You count the curse words you use, you lower the accent, brighten the shine on phrases that feel more suitable for coffee pot, water cooler decor, that fit the narrative of the office. I am acutely aware of the cleaning lady who does not speak english very well; because my mother washed the backs, arms, legs and buttocks of men and women who could perhaps pay her salary in a day, for years. I am first generation American. My mother did not know what code switching meant in theory, but I knew the difference between Uncle Vincent on the phone, and Con Edison, or Ms. Van and Cablevision. The education that happens when you leave the comfort of the walls and corners may be greater than any campus, greater than any boarding school that your nephew may go to.


My nephew is in a boarding school in Maine, in a world where snow falls freely and still will remain pristine after it subsides, and students his age rode horses they probably owned prior to having the option to ride one, as mentioned in my nephew’s “Welcome” packet. I am happy for him, and happy for those students, students who have a leg up and who will not be judged by their first names, but merely on the basis of their GPA’s. I tell him about the conversations that he will not understand, because money is a new level of conversation he is not well versed in (yet). Because money advances you to a place where code switching is not a topic brought up in their circles. Even a Ben Carson with money, even a Jay Z with new money now, knows what the Warren Buffet’s and Bill Gates’ of the world will never understand. His skin, the lightness of it, affords him a certain kind of privilege that I try to make him aware of, and I try and keep a healthy dialog with him about the guise of what the media tells him being Black means, and what its actual definition is when he walks into the world. He will be surrounded by boys in sturdy crisp polos, with many his age who may have parents who paid their children’s yearly tuition fee flat out, literally out of pocket perhaps, with no need to worry or penny pinch or plan, or at least, plan to the extent that ones who come from a certain level of inherent access plan when plotting estate divisions and property taxes.
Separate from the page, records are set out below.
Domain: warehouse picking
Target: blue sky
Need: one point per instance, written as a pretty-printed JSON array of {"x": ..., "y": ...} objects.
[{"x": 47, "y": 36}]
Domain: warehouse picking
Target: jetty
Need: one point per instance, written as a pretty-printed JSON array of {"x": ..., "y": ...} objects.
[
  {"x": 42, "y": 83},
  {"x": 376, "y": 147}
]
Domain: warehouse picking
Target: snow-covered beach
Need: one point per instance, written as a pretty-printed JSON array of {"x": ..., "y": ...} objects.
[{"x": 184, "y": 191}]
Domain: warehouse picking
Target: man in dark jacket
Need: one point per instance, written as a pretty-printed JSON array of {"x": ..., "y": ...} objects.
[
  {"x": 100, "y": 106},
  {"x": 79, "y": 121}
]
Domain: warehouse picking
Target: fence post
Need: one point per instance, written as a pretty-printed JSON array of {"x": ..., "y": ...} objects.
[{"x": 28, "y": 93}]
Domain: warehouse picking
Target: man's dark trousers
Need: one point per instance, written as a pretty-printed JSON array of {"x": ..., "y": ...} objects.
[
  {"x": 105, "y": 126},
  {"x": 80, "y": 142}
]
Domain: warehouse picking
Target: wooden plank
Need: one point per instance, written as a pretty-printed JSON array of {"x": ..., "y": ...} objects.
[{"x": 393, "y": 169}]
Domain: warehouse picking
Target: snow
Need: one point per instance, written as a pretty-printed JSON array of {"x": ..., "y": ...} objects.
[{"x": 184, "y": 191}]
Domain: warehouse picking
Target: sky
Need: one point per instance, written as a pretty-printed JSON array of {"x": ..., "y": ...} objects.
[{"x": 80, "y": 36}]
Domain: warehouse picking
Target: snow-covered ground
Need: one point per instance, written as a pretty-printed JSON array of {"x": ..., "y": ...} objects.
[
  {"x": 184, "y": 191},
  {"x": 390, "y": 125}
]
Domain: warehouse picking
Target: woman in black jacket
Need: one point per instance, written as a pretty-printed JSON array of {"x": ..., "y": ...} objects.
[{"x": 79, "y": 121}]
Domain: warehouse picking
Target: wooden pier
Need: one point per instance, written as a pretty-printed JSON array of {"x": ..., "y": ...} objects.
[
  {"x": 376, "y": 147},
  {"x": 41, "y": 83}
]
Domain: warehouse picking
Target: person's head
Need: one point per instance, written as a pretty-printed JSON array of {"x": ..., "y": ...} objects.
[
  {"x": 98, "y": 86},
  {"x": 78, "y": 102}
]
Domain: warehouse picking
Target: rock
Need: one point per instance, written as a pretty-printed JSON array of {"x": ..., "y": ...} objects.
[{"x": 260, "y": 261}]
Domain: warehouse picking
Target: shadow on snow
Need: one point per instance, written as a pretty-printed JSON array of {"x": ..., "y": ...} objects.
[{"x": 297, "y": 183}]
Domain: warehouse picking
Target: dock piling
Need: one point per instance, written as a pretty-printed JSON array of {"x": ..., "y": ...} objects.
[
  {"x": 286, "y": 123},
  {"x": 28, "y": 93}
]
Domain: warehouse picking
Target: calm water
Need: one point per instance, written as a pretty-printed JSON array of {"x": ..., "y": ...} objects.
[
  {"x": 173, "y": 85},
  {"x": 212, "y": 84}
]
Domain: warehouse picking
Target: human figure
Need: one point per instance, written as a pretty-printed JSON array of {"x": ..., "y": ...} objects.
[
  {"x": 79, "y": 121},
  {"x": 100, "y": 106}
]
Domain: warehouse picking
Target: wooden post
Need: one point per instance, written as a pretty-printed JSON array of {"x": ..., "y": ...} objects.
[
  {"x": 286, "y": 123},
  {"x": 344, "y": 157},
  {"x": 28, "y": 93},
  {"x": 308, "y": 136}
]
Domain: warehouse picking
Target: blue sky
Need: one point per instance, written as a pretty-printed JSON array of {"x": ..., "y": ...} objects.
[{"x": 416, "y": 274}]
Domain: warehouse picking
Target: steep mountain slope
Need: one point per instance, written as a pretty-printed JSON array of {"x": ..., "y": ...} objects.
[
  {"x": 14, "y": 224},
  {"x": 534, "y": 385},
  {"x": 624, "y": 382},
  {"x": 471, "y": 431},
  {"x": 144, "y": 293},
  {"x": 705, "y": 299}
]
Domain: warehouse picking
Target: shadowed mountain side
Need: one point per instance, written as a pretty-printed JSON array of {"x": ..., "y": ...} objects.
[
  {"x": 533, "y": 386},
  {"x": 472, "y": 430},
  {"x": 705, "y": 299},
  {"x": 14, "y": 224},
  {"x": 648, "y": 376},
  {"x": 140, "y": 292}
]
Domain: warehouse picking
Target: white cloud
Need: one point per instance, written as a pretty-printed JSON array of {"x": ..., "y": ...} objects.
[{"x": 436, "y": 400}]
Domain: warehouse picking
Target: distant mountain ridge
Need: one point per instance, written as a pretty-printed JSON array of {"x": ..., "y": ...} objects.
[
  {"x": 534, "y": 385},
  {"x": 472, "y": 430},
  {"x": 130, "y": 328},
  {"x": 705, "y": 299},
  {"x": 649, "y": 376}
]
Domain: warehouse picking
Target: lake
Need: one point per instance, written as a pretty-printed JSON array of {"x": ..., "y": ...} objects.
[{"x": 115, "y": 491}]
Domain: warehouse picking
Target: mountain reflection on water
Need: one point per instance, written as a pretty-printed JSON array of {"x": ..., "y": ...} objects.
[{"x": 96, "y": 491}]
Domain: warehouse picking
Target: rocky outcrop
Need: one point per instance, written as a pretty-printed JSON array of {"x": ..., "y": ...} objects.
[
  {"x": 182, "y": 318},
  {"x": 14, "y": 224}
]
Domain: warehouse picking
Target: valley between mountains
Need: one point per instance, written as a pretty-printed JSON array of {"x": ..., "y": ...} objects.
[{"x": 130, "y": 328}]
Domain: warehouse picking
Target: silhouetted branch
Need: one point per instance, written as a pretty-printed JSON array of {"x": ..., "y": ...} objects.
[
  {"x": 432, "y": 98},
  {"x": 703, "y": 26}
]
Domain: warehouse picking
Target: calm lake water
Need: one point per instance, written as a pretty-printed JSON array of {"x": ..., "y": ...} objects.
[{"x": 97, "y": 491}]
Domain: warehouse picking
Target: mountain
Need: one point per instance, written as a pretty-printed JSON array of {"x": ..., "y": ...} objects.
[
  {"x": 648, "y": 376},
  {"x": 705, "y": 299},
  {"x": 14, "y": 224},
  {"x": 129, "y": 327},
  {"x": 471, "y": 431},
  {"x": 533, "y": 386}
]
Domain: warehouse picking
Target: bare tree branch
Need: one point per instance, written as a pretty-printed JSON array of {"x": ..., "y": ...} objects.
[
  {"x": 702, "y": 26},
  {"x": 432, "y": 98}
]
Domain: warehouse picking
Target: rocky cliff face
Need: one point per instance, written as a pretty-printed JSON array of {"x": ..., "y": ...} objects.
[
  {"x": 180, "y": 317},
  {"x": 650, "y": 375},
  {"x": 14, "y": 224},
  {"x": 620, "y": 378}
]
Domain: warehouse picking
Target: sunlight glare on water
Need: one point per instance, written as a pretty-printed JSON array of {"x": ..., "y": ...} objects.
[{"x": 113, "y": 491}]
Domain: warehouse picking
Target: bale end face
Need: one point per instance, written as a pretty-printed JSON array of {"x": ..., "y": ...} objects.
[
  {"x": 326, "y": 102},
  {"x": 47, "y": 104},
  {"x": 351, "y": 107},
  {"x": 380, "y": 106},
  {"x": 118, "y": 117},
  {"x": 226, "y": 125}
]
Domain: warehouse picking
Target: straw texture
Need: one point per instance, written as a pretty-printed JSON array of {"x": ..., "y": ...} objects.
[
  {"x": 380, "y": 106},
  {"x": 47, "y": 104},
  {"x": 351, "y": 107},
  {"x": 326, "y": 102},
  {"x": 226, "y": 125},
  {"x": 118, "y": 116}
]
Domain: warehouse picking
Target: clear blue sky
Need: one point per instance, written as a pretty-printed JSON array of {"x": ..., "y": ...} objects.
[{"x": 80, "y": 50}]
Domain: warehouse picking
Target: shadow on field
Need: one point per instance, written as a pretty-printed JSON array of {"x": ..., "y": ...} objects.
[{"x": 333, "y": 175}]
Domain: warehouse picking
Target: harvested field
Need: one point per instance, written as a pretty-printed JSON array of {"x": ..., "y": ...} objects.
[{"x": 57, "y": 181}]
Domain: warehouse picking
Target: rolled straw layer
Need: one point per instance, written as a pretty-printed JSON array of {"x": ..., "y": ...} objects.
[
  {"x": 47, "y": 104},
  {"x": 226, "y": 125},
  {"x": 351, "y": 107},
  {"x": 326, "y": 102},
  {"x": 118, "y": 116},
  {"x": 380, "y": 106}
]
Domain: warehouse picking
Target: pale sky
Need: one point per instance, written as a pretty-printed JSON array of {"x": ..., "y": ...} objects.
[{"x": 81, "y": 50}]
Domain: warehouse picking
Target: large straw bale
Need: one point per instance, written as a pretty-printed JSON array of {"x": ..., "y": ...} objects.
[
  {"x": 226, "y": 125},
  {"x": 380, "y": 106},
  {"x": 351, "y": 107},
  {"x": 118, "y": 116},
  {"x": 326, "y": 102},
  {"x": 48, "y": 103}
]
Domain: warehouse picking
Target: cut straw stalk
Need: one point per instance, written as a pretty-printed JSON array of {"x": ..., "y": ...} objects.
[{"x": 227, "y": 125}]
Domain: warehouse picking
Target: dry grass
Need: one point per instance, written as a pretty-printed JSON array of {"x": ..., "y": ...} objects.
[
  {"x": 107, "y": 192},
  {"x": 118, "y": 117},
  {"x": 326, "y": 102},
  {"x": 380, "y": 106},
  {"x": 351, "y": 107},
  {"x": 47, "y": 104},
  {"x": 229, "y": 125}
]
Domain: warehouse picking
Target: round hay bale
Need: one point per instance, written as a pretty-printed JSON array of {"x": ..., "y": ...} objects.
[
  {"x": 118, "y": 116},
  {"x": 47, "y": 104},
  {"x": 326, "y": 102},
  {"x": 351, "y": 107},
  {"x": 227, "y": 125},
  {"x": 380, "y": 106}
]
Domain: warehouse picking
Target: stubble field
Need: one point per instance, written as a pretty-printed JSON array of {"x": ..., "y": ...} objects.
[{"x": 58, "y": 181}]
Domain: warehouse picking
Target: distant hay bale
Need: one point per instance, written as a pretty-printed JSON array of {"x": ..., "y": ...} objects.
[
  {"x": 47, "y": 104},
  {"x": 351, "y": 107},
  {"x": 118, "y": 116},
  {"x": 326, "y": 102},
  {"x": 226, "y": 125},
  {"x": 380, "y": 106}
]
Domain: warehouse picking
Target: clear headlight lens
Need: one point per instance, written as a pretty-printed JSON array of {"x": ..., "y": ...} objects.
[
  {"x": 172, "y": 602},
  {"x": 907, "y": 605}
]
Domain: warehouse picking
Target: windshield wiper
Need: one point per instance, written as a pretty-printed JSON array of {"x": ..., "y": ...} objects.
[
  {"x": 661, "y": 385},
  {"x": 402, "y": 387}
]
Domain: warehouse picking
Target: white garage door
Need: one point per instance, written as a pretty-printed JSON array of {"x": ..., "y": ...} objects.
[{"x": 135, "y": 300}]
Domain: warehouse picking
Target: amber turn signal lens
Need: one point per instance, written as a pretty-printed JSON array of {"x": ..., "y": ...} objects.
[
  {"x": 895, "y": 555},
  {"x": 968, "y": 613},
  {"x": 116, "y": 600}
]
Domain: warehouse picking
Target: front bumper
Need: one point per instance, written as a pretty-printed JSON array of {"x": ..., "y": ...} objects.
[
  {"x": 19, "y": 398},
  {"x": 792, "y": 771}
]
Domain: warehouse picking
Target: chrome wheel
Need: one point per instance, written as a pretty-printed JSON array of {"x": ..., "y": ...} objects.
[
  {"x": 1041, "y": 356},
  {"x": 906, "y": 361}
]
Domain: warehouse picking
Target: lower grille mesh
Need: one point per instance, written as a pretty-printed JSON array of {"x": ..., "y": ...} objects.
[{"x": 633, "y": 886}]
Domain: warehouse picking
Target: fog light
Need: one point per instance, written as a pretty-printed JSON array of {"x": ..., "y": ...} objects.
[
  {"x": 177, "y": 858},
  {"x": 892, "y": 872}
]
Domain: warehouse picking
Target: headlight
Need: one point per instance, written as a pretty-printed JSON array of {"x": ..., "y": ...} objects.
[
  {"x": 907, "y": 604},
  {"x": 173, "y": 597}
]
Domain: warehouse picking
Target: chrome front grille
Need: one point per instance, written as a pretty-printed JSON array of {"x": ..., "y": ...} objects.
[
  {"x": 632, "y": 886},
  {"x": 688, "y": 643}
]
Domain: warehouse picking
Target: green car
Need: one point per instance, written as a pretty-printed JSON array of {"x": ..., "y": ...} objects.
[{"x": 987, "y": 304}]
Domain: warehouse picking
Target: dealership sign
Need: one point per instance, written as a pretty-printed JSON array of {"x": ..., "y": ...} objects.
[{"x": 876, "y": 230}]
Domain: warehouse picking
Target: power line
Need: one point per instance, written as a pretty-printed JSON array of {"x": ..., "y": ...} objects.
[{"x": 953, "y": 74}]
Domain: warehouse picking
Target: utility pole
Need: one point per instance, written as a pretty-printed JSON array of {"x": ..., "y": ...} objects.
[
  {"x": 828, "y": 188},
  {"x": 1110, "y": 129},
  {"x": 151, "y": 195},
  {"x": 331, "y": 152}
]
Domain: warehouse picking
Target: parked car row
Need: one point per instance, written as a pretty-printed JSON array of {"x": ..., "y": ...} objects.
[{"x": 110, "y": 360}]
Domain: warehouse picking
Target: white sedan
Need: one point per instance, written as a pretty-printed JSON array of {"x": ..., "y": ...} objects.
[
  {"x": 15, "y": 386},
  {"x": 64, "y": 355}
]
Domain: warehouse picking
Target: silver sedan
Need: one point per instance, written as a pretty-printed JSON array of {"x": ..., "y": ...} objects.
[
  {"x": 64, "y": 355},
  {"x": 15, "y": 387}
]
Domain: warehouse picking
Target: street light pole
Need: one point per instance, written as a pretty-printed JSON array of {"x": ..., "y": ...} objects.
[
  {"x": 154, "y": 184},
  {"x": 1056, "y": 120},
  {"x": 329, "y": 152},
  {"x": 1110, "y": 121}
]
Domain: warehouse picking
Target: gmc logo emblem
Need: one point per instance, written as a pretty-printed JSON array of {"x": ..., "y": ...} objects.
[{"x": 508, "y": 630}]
There are places where know-how and the embrace of my hood ethos comes in handy, particularly when in the vicinity of those who want to eat of the culture but do not want to be of it; those that wish to obtain the benefits of involving and attaching their namesakes to the culture, but abstain from taking the time to learn of why the culture matters to the persons who are the creators of it, who make the bread and butter, their earnings and livelihoods from it. They love my knack for making the work pliable, simple to dissect for the laymen; taking syllables, talking through the notes that live like the pinches of flavor that sit in the wines they covet, tackling cores of issues — they love it and use it for debates and lectures, and yearn for how they can lean further into the surface of the dramas I write about. I color the lines for people, I make it easy to digest. The pieces are there for them, the “them” being anyone who benefits from the words, the writings. And I recognize how my use of the code allows others to feel like they are a part of the conversation, that they know how it feels to have to shift your words around for others. Because, in the end, all any of us want is to be accepted. We all want to be in on the parade, in on the secret. The switch, the valve that gets pulled when the audience changes, is a delicate dance, a dance some are all too familiar with. Learn this fast, I will probably tell my nephew, or someone will teach it to you who doesn’t look like him or me. And that is a lesson I wish on no one.